For the isolation of mitochondria, cells were grown in rich or selective galactose media to the mid-log phase. Cultures for CRISPRi samples were additionally treated with ATc (960 ng/ml final) for 16 h. Cells were harvested (2000×g, 5 min, RT) in the exponential phase. After a washing step, cells were treated for 10 min with 2 ml per g wet weight MP1 buffer (100 mM DTT, 10 mM Tris pH unadjusted) at 30 °C. After washing with 1.2 M sorbitol, yeast cells were resuspended in 6.7 ml per g wet weight MP2 buffer (20 mM KPi buffer pH 7.4, 1.2 M sorbitol, 3 mg per g wet weight zymolyase 20 T from Seikagaku Biobusiness) and incubated for 1 h at 30 °C. Spheroplasts were collected via centrifugation at 4 °C and resuspended in ice-cold homogenization buffer (13.4 ml/g wet weight) (10 mM Tris pH 7.4, 1 mM EDTA pH 8, 0.2% fatty acids free bovine serum albumin (BSA), 1 mM PMSF, 0.6 M sorbitol). Spheroplasts were disrupted by 10 strokes with a cooled glass potter. Cell debris was removed via centrifugation at 1500×g for 5 min. The supernatant was centrifuged for 12 min at 12,000×g for 10 min to collect mitochondria. Mitochondria were resuspended in 1 ml of ice-cold SH buffer (0.6 M sorbitol, 20 mM Hepes pH 7.4). The mitochondria were diluted to a protein concentration of 10 mg/ml.

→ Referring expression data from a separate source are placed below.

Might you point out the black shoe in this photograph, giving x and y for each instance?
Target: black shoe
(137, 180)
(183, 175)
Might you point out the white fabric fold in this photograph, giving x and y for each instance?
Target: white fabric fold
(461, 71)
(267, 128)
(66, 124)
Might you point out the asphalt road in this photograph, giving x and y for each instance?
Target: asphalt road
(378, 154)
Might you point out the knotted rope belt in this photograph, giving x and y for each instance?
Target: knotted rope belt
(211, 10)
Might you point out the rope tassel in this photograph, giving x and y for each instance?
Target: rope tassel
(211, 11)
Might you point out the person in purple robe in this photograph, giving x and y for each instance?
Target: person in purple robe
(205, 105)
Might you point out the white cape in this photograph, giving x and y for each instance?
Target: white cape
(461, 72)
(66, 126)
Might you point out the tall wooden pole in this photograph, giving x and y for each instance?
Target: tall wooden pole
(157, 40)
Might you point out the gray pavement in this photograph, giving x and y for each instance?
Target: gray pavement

Isolation of semi-intact cells

Cells were grown to the mid-log phase. 250 OD₆₀₀ of cells were harvested by centrifugation (700×g, 7 min, room temperature). The cell pellet was resuspended in 25 ml SP1 buffer (10 mM DTT, 100 mM Tris pH unadjusted) and incubated for 10 min at 30 °C in a shaker. Cells were pelleted (1000×g, 5 min, room temperature), resuspended in 6 ml SP2 buffer (0.6 M sorbitol, 1x YP, 0.2% glucose, 50 mM KPi pH 7.4, 3 mg/g wet weight zymolyase) and incubated at 30 °C for 30–60 min. Spheroblasts were collected, resuspended in 40 ml of SP3 buffer (1x YP, 1% glucose, 0.7 M sorbitol), and incubated for 20 min at 30 °C shaking. After centrifugation (1000 g, 5 min, 4 °C), spheroblasts were washed two times with 20 ml of ice-cold permeabilization buffer (20 mM Hepes pH 6.8, 150 mM KOAc, 2 mM Mg-Acetate, 0.4 M sorbitol). The pellet was resuspended in 1 ml permeabilization buffer containing 0.5 mM EGTA and 100 µl aliquots were slowly frozen over liquid nitrogen for 30 min. A detailed procedure with pictures of how cells should be slowly frozen was published before (Laborenz et al, 2019).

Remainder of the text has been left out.